Over 600 doctors from different parts of the country will convene at the Safari Park Hotel in Nairobi on Saturday, November 30, for a Special Delegates Conference (SDC) to deliberate on the upcoming national strike following unfulfilled promises by the government.
In a notice issued by the Kenya Medical Practitioners, Pharmacists and Dentists Union (KMPDU) Secretary General Davji Atellah, the doctors shall decide whether to down their tools for either 14 days or a maximum of 21 days in protests of the conditions that medical officers are facing due to delays in salary payments.
Following the intern’s death, the KMPDU SG demanded the government to fulfill its promises, failure to which he would issue a strike notice before the end of the year.
Further, he acknowledged that the State had failed to honour the return-to-work formula at the end of a 56-day strike earlier in the year.
“We are going to give notice for a nationwide strike for all the doctors. We have the Special Delegates Conference (SDC) which then will determine whether we are going for seven or 14 days but at most 21 days,” he said.
The doctors’ grievances emanated from a directive from the Salaries and Remuneration Commission (SRC) that proposed a reduction of the interns’ stipends from Sh206,000 to around Sh70,000.

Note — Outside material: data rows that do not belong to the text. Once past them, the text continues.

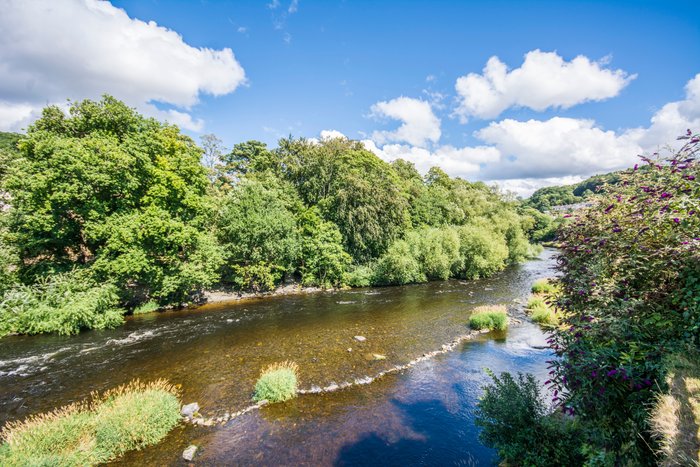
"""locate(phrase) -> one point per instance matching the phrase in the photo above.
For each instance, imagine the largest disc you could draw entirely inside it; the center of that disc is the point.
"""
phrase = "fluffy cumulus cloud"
(544, 80)
(522, 156)
(420, 125)
(459, 162)
(50, 51)
(556, 147)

KMPDU, however, opposed the proposal, citing that it would downgrade the interns’ critical role in the healthcare service.
This led to a 56-day strike that rocked the country’s health sector in mid-May 2024.
The doctors, however, returned to work after signing a deal that would prompt the government to pay salary arrears amounting to Sh3.5 billion over the next five years and improve the doctors’ working conditions.
Meanwhile, the Kenya Union of Clinical Officers (KUCO) has threatened to down their tolls beginning December 23, 2024 over what they term as discrimination in the rollout of the Social Health Insurance Fund (SHIF), now rebranded to Taifa Care.
Speaking after their Annual General Meeting (AGM) in Naivasha, KUCO officials accused the Social Health Authority (SHA) of locking their members from offering services under the new health model.
Their strike threat comes a day after the Kenya Medical Practitioners, Pharmacists and Dentists Union (KMPDU) called on all intern doctors to withdraw their services over job frustrations, further threatening a mega demonstration in December.
According to KUCO National Chairperson Peterson Wachira, top officials from the authority are to blame for the current crisis that has affected over 6 million Kenyans. Wachira noted that the new SHA board had blocked clinicians from the list of service providers yet they operate over 1,000 private facilities in the country.
The KUCO boss, addressing the press in Naivasha, noted that the crisis started once the SHIF came into force.
Flanked by other union officials, he warned that the health sector could collapse due to poor management by senior officers from SHA who had introduced a new funding model.
For instance, Antony Kariga, an eye-surgeon from Nakuru, said that over 80 per cent of patients in need of eye-operations could not get the services.
He said SHA has blocked them from offering these services and this has seen tens of operations put on hold.
James Nderitu, an anesthetist, said they could no longer seek pre-authorization before conducting their services as was the case before.
A dermatologist, Austin Odour, termed the move by SHA to remove clinical officers from the list of service providers as questionable and inhuman.